WOMEX 22, Worldwide Music Expo, Lisbona (Portogallo), 19-23 ottobre 2022

Cinque giorni di fiera, piena di incontri formali e informali, conferenze, proiezione di docu-film, showcase diurni e serali e dj-set fino a notte fonda: è il palinsesto del “Worldwide Music Expo”, ospitato per la prima volta nella capitale lusitana dal 19 al 23 ottobre, la seconda di seguito in Portogallo dopo la ripartenza post-pandemica a Porto nel 2021. In termini di partecipazione alla kermesse organizzata dalla berlinese Piranha Arts, quest’anno in sinergia con la portoghese da AMG Music, i meri numeri ufficiali parlano di oltre 3.100 delegati (tra cui 280 artisti esecutori) provenienti da 113 Paesi, di oltre 60 artisti in concerto distribuiti su sette palchi, di 21 documentari a carattere musicale, di 111 relatori e mentori che hanno partecipato alle sessioni conferenziere e, naturalmente, un’affollata fiera commerciale con 676 espositori con più di 260 stand e due studi radiofonici in loco. Nei fatti, la sensazione condivisa è stata quella del ritorno a un diffuso ottimismo, pur di fronte alle difficoltà che potrà riservare la crisi energetica, la già nefasta difficoltà nell’ottenere visti da parte di musicisti extra-europei che va ad assommarsi a più recenti difficoltà dei comparti culturali in molti Paesi d’Europa. 
Il Teatro Tivoli ha accolto la serata inaugurale, denominata “Lisbon Sounds” (mercoledì 19), che ha riunito quattro progetti a rappresentare gli intrecci dell’attualità musicale della città sulle rive del Tejo: l’anima fado di Beatriz Felicio, la fusione rock-jazz-world di Club Makumba, le sedimentazioni di tradizioni musicali di Portogallo, Africa e Brasile dell’Expresso Transatlântico e le nuance fado-jazz e improvvisative di Júlio Resende Ma è da giovedì 20 che il baraccone delle musiche del mondo e delle diversità culturali ha cominciato ad esprimersi al meglio nella sede diurna della fiera messa a disposizione dei “Womexicans”, l’Altice Arena, opera dell’architetto Regino Cruz, che dal 1998 ospita convegni, spettacoli ed eventi sportivi.

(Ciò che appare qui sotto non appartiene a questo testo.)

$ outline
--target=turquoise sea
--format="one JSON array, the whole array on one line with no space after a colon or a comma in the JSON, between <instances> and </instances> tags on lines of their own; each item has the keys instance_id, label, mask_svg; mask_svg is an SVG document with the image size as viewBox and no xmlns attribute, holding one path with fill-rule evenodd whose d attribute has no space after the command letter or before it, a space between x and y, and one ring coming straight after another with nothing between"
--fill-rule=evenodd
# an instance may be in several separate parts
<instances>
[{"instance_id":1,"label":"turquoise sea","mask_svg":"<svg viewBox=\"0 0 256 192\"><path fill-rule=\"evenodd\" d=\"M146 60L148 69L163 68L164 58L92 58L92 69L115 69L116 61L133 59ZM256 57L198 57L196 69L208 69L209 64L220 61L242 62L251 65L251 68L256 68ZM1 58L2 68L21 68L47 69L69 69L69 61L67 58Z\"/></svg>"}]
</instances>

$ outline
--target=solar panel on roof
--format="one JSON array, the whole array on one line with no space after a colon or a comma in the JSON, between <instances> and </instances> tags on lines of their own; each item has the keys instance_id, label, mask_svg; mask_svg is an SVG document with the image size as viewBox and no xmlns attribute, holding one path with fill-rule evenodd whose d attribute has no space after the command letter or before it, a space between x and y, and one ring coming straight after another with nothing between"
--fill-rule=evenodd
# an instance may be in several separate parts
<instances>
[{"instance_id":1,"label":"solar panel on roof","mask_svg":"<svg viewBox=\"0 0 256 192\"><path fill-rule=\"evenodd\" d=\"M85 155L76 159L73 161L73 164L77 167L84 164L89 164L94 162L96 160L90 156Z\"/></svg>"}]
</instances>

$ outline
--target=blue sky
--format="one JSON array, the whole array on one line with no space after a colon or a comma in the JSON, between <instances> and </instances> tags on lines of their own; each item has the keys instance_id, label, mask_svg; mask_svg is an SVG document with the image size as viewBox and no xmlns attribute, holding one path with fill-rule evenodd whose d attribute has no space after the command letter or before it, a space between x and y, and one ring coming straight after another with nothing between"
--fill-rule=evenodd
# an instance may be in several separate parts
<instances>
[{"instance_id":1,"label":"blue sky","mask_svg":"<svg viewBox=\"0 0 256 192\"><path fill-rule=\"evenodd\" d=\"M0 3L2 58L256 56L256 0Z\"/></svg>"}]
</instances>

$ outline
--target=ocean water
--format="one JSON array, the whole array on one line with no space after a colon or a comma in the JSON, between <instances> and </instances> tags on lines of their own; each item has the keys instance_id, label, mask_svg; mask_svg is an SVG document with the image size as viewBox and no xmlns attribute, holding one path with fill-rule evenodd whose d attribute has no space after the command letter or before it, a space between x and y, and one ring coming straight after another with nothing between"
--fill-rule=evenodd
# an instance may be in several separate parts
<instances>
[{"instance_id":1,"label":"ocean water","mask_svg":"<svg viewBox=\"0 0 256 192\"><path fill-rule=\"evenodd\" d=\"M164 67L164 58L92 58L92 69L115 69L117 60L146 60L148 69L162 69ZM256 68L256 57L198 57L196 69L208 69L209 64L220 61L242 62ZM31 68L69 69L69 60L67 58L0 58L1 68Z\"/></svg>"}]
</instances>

Proprio nella sede della fiera, lo spazio del cosiddetto Daycase Stage riserva sorprese, con due set al giorno, che si rivelano occasione per avvicinarsi a proposte più intime e raccolte, sovente anche inconsuete. Prendete il duo estone Ruut, al secolo Katarina Kivi e Ann-Lisett Rebane. Messe una di fronte all’altra, condividono la cetra tradizionale kannel, pizzicata e percossa, tra arpeggi, scure note di risonanza e belle armonizzazioni vocali, le Ruut elaborano temi minimalisti e rarefatti ispirati alla natura e
al folklore baltico. Prima di loro erano entrati in scena Les Mécanos, in abbigliamento da lavoro da meccanico, dieci cantanti con in dotazione un arsenale di percussioni che va dai tamburi alle chiavi inglesi, ai silenziatori dei tubi di scarico e a metalli di scarto assortiti. Porgono le loro voci attraverso forme polifoniche con cui espongono repertori regionali francesi e occitani (canti di lavoro, di lotta, lamenti, canti satirici, religiosi e canzoni da ballo). Sempre a proposito di voci, il quartetto del Massachusetts Windborne parte dalla tradizione del canto a cappella comunitario americano per innestare nel repertorio anche forme polifoniche corse, bulgare e georgiane apprese sul campo oltre ad attingere al canzoniere folk e delle protest song. Da ascoltare il loro recente album “of Hard Times & Harmony”, che trovate su www.windborneSingers.com. Forte e gentile la nord-irlandese Dani Larkin da Armagh, è consapevole di vivere in questa terra di mezzo: una storyteller che canta di relazioni e di identità fluide nel suo acclamato esordio “Notes For a Maiden Warrior”.